‘I am absolutely touched by this and enormously grateful for the chance it offers to finally finish off something I have been planning for over a decade,’ said John Akomfrah on being announced as the seventh winner of the £40,000 biennial art prize that focuses on artists whose work explores social issues. ‘Over the years, Artes Mundi has chosen some very brilliant artists for this award: all were important artists doing challenging and engaged work, and to join that group is a huge honour and responsibility.’
Chosen from a shortlist of six artists that included Neïl Beloufa, Nástio Mosquito, Lamia Joreige, Bedwyr Williams, and Amy Franceschini/Futurefarmers, Akomfrah’s two-screen film installation, Auto Da Fé (2016), ultimately resonated with the judges. ‘We are excited to award John Akomfrah the Artes Mundi 7 prize in recognition of his extraordinary contribution to art over the past eight years,’ said this year’s Judging Chair and Art Review editor, Oliver Basciano. ‘We do so in recognition of both his newly-presented work Auto Da Fé and in appreciation of the artist’s ability to tell stories with historical depth, exploring social and political concerns through exquisite cinematic language.’
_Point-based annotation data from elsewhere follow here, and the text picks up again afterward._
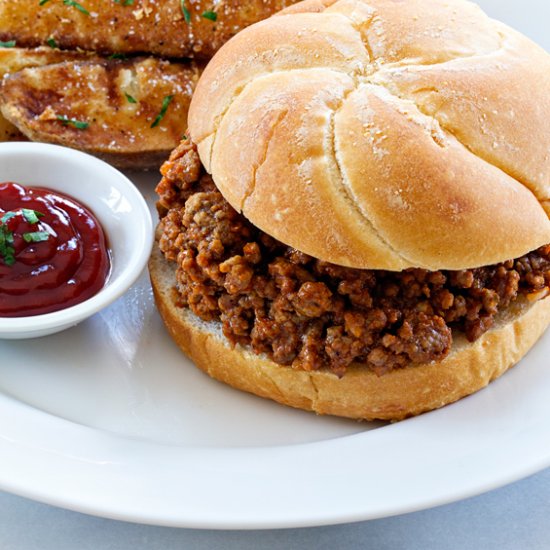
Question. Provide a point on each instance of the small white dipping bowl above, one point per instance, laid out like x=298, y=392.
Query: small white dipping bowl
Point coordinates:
x=111, y=196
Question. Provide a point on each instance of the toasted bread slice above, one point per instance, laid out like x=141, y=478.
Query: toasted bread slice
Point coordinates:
x=171, y=28
x=16, y=59
x=130, y=112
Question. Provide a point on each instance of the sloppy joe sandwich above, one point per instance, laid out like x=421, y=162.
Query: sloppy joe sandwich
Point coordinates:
x=358, y=221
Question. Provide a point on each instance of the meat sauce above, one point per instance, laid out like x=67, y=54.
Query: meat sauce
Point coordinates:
x=312, y=314
x=53, y=252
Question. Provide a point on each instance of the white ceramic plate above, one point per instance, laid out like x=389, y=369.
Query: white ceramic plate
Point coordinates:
x=109, y=418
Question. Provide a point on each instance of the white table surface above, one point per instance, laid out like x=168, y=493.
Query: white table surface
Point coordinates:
x=513, y=517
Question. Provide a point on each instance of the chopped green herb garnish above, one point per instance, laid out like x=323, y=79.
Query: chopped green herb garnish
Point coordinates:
x=72, y=122
x=36, y=236
x=32, y=216
x=165, y=103
x=76, y=5
x=7, y=216
x=185, y=11
x=212, y=15
x=6, y=246
x=7, y=250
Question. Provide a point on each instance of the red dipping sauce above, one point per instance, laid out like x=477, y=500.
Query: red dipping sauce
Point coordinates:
x=52, y=261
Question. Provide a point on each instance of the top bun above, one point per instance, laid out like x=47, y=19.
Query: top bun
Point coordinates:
x=382, y=134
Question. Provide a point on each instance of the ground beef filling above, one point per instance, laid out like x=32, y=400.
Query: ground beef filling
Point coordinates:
x=312, y=314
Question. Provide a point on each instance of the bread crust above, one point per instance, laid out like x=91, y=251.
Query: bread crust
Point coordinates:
x=360, y=394
x=360, y=133
x=97, y=92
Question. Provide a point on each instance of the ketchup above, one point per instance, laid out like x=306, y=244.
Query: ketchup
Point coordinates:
x=53, y=252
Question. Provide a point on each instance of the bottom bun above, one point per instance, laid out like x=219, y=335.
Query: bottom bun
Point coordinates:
x=360, y=393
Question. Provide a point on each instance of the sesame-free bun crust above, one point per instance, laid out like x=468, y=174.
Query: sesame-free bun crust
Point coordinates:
x=360, y=394
x=382, y=134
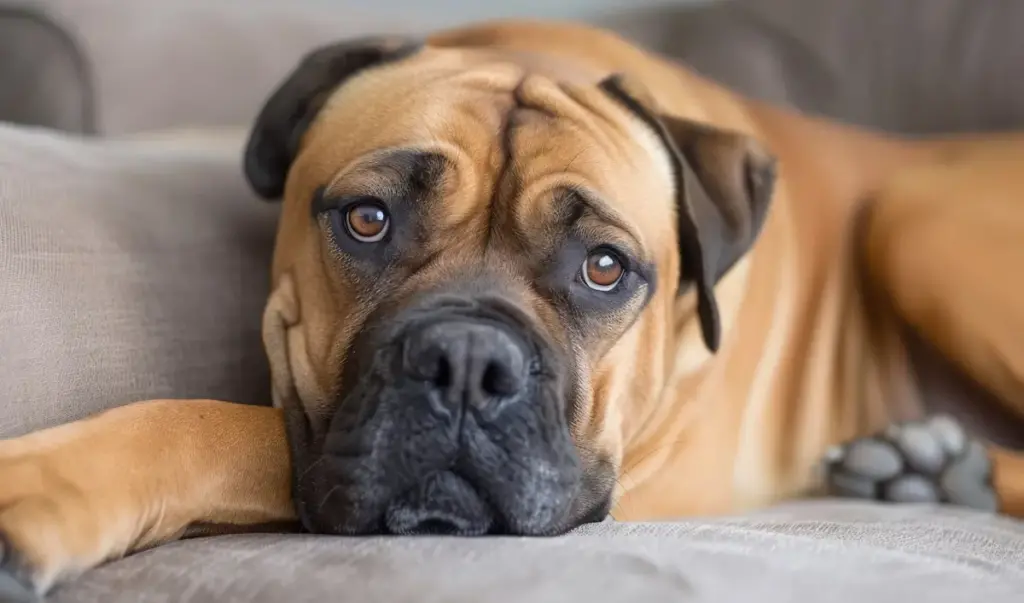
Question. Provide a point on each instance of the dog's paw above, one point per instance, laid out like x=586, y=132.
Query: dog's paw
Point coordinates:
x=48, y=530
x=933, y=461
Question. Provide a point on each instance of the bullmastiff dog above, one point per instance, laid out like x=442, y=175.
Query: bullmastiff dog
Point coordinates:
x=528, y=275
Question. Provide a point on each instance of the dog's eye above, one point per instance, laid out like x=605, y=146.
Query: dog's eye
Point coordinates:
x=602, y=270
x=368, y=222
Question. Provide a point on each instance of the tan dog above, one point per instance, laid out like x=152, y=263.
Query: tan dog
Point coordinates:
x=527, y=274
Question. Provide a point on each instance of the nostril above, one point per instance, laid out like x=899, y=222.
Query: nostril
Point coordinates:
x=442, y=373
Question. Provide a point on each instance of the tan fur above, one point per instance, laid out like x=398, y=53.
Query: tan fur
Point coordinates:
x=812, y=352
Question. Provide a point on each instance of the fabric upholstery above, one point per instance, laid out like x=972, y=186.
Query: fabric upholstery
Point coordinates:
x=806, y=553
x=129, y=270
x=44, y=78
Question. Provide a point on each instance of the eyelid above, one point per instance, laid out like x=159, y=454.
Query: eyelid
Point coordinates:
x=324, y=203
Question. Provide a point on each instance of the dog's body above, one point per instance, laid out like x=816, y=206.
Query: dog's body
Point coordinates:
x=865, y=237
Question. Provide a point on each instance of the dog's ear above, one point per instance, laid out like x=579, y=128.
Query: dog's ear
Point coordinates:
x=724, y=184
x=274, y=138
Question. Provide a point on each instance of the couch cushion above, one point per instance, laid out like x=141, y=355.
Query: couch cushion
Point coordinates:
x=129, y=270
x=806, y=553
x=44, y=78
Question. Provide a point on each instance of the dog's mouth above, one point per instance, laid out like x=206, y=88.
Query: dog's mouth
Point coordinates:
x=441, y=504
x=456, y=426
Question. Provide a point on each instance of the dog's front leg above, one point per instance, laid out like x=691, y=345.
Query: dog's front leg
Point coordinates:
x=77, y=494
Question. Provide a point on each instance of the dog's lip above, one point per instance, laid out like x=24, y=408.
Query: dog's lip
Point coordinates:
x=445, y=500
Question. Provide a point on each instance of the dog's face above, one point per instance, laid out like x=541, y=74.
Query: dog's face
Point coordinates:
x=476, y=273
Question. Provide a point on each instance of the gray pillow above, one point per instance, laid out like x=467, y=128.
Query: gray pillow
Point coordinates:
x=129, y=270
x=803, y=553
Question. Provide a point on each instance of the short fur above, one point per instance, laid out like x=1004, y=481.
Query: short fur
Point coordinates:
x=778, y=258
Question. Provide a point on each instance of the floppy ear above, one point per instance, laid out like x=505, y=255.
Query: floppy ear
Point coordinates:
x=724, y=184
x=274, y=138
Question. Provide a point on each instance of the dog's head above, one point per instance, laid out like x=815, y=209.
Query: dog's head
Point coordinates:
x=475, y=276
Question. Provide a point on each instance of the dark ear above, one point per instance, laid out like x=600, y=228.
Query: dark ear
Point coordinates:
x=724, y=184
x=274, y=138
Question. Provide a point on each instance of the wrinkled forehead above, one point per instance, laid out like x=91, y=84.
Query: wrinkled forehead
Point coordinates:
x=496, y=120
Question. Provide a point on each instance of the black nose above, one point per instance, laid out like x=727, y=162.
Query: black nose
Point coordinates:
x=468, y=362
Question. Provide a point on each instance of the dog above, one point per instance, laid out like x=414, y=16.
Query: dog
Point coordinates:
x=527, y=275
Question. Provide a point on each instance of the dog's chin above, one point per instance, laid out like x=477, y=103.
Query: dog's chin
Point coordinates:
x=335, y=498
x=441, y=504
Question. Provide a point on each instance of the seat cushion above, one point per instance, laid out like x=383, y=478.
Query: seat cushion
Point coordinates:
x=130, y=270
x=809, y=552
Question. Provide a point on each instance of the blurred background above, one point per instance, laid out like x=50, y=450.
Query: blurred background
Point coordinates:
x=119, y=67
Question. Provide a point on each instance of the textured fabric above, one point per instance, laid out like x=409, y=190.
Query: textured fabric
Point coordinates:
x=43, y=77
x=911, y=66
x=129, y=270
x=808, y=553
x=905, y=66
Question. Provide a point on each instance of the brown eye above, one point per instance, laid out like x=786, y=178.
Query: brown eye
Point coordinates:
x=368, y=222
x=602, y=270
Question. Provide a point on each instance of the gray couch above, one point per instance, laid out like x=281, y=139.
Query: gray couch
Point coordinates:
x=134, y=266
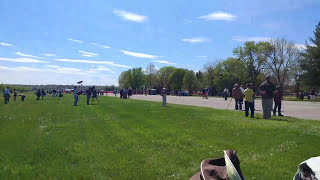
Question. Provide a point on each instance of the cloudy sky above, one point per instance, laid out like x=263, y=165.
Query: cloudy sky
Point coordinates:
x=62, y=42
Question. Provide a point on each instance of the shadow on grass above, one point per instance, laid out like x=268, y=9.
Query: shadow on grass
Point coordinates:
x=275, y=118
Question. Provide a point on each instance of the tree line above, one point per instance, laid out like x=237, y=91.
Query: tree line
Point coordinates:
x=291, y=67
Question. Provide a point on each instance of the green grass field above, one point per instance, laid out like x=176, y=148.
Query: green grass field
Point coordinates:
x=132, y=139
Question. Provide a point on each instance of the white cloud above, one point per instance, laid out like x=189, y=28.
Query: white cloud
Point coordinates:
x=49, y=55
x=93, y=62
x=272, y=26
x=88, y=54
x=75, y=40
x=165, y=62
x=23, y=60
x=256, y=39
x=303, y=46
x=53, y=66
x=201, y=56
x=95, y=44
x=3, y=67
x=196, y=40
x=27, y=55
x=101, y=69
x=5, y=44
x=219, y=16
x=130, y=16
x=139, y=55
x=25, y=75
x=61, y=69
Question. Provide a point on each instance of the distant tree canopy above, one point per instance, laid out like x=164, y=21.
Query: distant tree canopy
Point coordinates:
x=310, y=62
x=288, y=65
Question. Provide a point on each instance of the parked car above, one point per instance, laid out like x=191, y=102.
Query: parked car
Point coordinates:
x=153, y=92
x=185, y=93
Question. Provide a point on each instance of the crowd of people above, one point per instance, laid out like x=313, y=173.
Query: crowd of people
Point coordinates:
x=269, y=94
x=91, y=93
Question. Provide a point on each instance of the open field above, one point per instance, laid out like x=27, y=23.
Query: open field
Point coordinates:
x=134, y=139
x=297, y=109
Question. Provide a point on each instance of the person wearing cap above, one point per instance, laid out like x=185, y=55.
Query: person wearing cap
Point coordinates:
x=313, y=96
x=6, y=95
x=15, y=94
x=248, y=103
x=43, y=93
x=267, y=89
x=238, y=97
x=75, y=95
x=277, y=101
x=164, y=96
x=88, y=92
x=225, y=94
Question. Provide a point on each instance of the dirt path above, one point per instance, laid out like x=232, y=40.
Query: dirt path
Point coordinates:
x=305, y=110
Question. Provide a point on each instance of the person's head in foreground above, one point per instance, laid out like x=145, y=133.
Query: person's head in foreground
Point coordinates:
x=268, y=78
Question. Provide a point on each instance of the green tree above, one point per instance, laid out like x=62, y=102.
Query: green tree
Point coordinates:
x=125, y=79
x=310, y=63
x=229, y=72
x=137, y=78
x=164, y=74
x=282, y=58
x=151, y=78
x=200, y=78
x=176, y=78
x=190, y=81
x=252, y=54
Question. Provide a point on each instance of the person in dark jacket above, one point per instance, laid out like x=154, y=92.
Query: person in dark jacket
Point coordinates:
x=15, y=94
x=267, y=89
x=43, y=93
x=88, y=92
x=121, y=93
x=238, y=97
x=277, y=101
x=38, y=93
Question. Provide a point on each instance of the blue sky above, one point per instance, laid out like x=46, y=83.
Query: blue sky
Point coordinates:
x=62, y=42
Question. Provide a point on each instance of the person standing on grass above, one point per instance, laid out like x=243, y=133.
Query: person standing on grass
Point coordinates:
x=225, y=93
x=277, y=101
x=6, y=95
x=203, y=93
x=267, y=89
x=164, y=96
x=88, y=95
x=121, y=93
x=254, y=95
x=43, y=93
x=238, y=97
x=22, y=97
x=15, y=94
x=75, y=96
x=38, y=93
x=313, y=96
x=248, y=103
x=115, y=93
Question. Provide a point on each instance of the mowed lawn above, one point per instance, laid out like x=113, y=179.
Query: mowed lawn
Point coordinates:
x=132, y=139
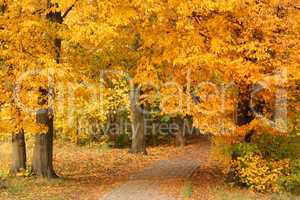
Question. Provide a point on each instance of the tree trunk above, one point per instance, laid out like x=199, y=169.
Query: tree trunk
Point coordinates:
x=138, y=124
x=42, y=162
x=18, y=153
x=180, y=140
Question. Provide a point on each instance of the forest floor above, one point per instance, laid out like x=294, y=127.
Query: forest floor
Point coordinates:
x=93, y=173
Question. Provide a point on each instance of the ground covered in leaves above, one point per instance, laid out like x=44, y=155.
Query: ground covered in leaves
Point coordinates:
x=88, y=173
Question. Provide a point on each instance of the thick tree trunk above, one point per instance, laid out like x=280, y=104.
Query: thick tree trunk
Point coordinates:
x=42, y=162
x=18, y=153
x=180, y=140
x=138, y=124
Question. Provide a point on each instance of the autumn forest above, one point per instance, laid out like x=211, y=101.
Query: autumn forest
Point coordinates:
x=149, y=99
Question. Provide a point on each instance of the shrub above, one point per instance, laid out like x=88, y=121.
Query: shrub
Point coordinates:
x=259, y=174
x=269, y=163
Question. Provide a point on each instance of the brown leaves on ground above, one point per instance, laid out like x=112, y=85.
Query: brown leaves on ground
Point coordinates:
x=85, y=173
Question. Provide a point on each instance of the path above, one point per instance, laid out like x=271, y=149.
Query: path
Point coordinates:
x=143, y=185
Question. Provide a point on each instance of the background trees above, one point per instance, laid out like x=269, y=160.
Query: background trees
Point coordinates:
x=229, y=66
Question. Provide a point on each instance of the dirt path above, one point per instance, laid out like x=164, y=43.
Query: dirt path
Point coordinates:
x=145, y=184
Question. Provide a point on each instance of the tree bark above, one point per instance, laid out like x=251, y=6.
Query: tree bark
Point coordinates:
x=18, y=153
x=180, y=140
x=42, y=162
x=138, y=124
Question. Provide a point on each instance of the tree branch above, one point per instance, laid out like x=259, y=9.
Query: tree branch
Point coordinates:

A founding member of the Black Audio Film Collective, Akomfrah’s work for the past three decades has focused on migration. In Auto Da Fé, he considers the causes for displacement, both historical and contemporary, through the prism of a period drama. The film looks at the conditions of refugeeship and how people’s lives have been impacted and shaped by higher powers – economic hardship and religious persecution – over the past four centuries.
‘Artes Mundi champions leading contemporary artists, from across the world, whose work relates to every aspect of our personal lives in a global society,’ said Karen Mackinnon, Artes Mundi Director. ‘The judges felt that all the shortlisted artists showed outstanding work. However the prize is awarded not just for the work in the exhibition but for the continued excellence of their practice over the past 8 years. The Artes Mundi 7 Prize was awarded for Akomfrah’s presentation of Auto Da Fé and for a substantial body of outstanding work dealing with issues of migration, racism and religious persecution. To speak of these things in this particular moment feels more important than ever.’
Artes Mundi 7 is on until 26 February 2017 at National Museum of Art, National Museum Cardiff, Cathays Park, Cardiff, CF10 3NP and Chapter, Market Road, Cardiff CF5 1QE.